Reputation: 101
with the help of some wonderful people around here, I was able to generate my first box plots in seaborn. I have 2 separate seaborn plots that show two comparisons from an excel sheet. What I want to do now is present both the data comparisons (what is shown in the 2 columns below) on the same plot, essentially creating a grouped boxplot. I tried to convert the data to dataframes, concat, and melt it, but was unsuccessful. I am pretty new to python, so I was wondering if you all could help me out. Below is what I have for code.
import pandas as pd
import numpy as np
import xlrd
import matplotlib.pyplot as plt
import seaborn as sns
%matplotlib inline
from pandas import ExcelWriter
from pandas import ExcelFile
from pandas import DataFrame
excel_file = 'Project File Merger.xlsm'
list_dfs = []
xls = xlrd.open_workbook(excel_file,on_demand=True)

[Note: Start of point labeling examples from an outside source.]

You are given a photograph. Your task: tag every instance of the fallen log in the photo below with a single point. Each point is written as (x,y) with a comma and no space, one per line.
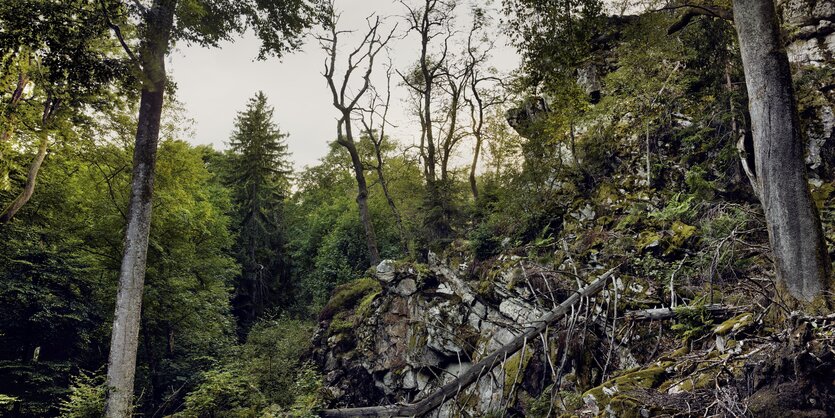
(472,374)
(660,314)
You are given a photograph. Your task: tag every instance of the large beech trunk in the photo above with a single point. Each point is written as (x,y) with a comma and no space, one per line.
(794,227)
(124,341)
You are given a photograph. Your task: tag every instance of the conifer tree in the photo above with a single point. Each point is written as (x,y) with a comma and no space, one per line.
(259,173)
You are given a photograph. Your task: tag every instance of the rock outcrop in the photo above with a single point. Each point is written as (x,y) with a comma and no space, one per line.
(426,324)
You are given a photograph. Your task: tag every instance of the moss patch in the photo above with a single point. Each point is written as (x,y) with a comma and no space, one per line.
(735,323)
(618,387)
(346,296)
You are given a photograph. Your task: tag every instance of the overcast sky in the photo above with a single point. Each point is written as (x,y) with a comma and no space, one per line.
(214,84)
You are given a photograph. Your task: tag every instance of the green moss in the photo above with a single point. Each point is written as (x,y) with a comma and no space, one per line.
(346,296)
(514,369)
(338,326)
(735,323)
(642,378)
(364,307)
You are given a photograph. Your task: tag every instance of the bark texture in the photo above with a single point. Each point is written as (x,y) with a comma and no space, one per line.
(362,193)
(794,227)
(124,341)
(482,367)
(29,187)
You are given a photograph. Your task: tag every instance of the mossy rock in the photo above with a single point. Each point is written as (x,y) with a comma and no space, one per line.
(346,296)
(514,370)
(648,378)
(734,324)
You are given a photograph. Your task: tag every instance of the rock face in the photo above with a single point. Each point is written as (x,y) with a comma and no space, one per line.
(425,326)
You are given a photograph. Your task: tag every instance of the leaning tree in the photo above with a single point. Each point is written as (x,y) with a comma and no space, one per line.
(157,25)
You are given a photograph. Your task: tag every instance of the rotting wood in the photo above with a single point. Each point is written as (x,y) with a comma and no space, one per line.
(660,314)
(486,364)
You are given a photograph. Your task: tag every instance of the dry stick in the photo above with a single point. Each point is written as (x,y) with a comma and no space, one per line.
(437,398)
(660,314)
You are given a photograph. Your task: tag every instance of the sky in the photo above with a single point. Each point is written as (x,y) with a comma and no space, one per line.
(214,84)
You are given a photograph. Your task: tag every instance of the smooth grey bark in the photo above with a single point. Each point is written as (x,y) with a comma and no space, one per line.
(366,52)
(121,367)
(794,227)
(362,191)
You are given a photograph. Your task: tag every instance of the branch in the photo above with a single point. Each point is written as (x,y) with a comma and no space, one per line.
(478,369)
(118,31)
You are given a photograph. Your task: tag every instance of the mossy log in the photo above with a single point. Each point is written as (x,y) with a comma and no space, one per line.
(660,314)
(472,374)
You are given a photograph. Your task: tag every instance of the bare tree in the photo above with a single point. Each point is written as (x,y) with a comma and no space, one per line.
(346,102)
(794,226)
(377,138)
(430,21)
(479,97)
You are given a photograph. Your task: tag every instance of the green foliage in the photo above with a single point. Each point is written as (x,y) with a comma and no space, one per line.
(257,170)
(692,322)
(266,377)
(347,296)
(307,390)
(86,397)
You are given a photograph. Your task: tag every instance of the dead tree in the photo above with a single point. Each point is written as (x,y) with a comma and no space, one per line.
(377,138)
(478,97)
(346,103)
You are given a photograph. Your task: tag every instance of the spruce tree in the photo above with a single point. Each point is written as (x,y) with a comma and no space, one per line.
(259,175)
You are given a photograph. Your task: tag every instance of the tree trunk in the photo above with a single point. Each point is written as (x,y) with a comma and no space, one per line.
(482,367)
(404,242)
(22,81)
(29,187)
(121,366)
(474,166)
(794,228)
(362,193)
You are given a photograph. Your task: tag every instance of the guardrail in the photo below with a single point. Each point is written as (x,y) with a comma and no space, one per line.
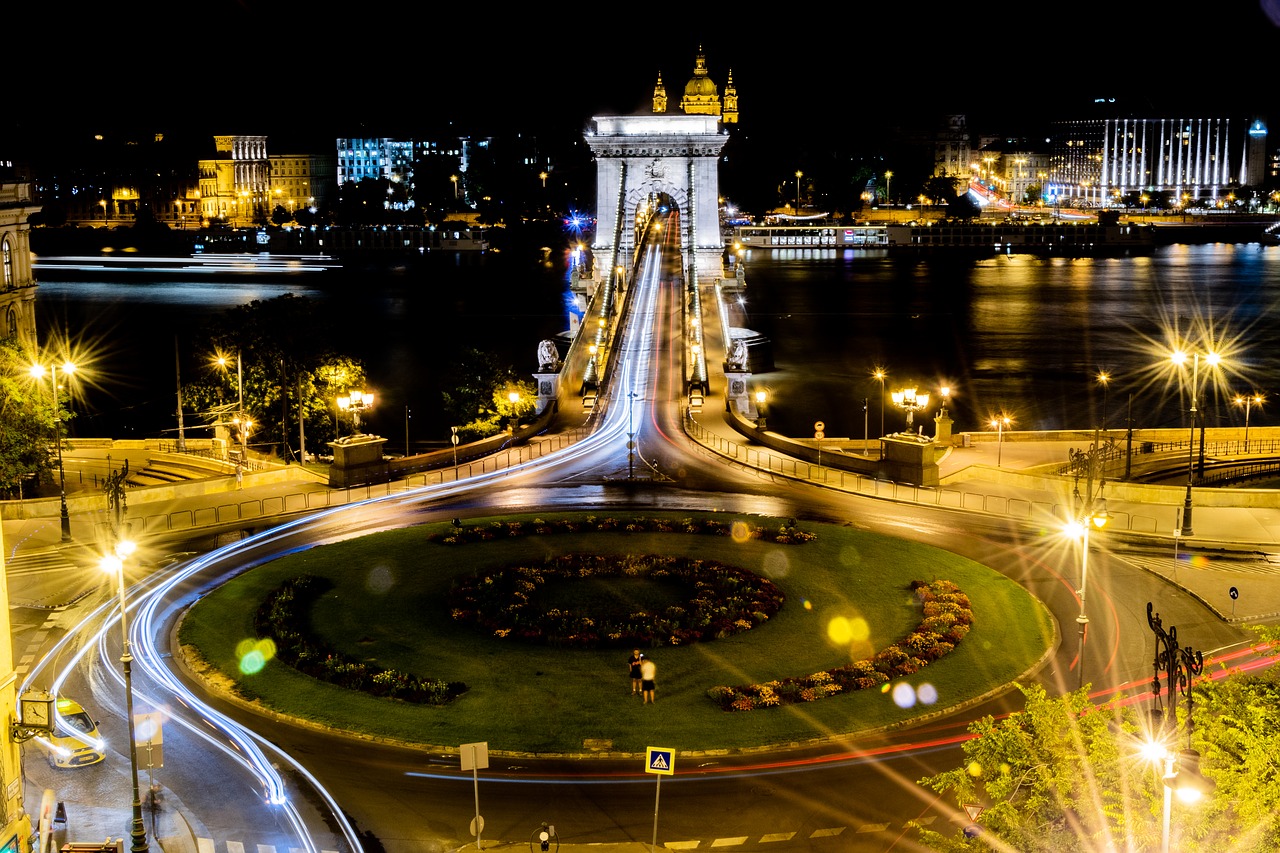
(1001,505)
(237,512)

sheet_names = xls.sheet_names()
d_data = {}
for i, sheet_name in enumerate(xls.sheet_names()):
df = pd.read_excel(excel_file,sheet_name)
d_data[sheet_names[i]] = df.loc[:,['HMB','PSPPM']]
keys = list(d_data.keys())
values_list1 = list(d_data.values())
print(keys[0])
print(values_list1[0])
Which returns
Check1.xlsm
HMB PSPPM
0 0.141005 0.429498
1 0.141005 0.429498
2 0.066071 0.706797
3 NaN 0.080378
4 0.045815 0.004076
5 NaN 0.630156
6 NaN 0.723957
7 NaN 0.712118
8 0.391531 0.791329
9 0.036823 0.506834
10 0.391531 0.791329
Now this is where I am stuck. I have a values_list that has 17 element (one for each sheet in the excel file). I would like the data from each sheet to be grouped together. I think I might be running into a problem because there are 2 columns in each list element? Any suggestions would be appreciated!
Upvotes: 0
Views: 623
Reputation: 40667
I'm not entirely sure to understand your problem fully, in particular in relation to boxplots. But, as far as I understand, you have a dictionary with the name of your excel sheets as the keys, and a DataFrame as the value. And you want to merge all these DataFrame into a single one so you can plot all the values together?
If that's correct, then a simple pd.concat
can accept a dictionary and generate a new DataFrame with the keys as indexes. You can then use reset_index()
to flatten out the DataFrame:
new_df = pd.concat(d_data).reset_index()
After that, I don't know how you want to draw your boxplot, but you could for example draw the values of one of your column in each of the sheets:
sns.boxplot(x='level_0', y='HMB', data=new_df)
Upvotes: 1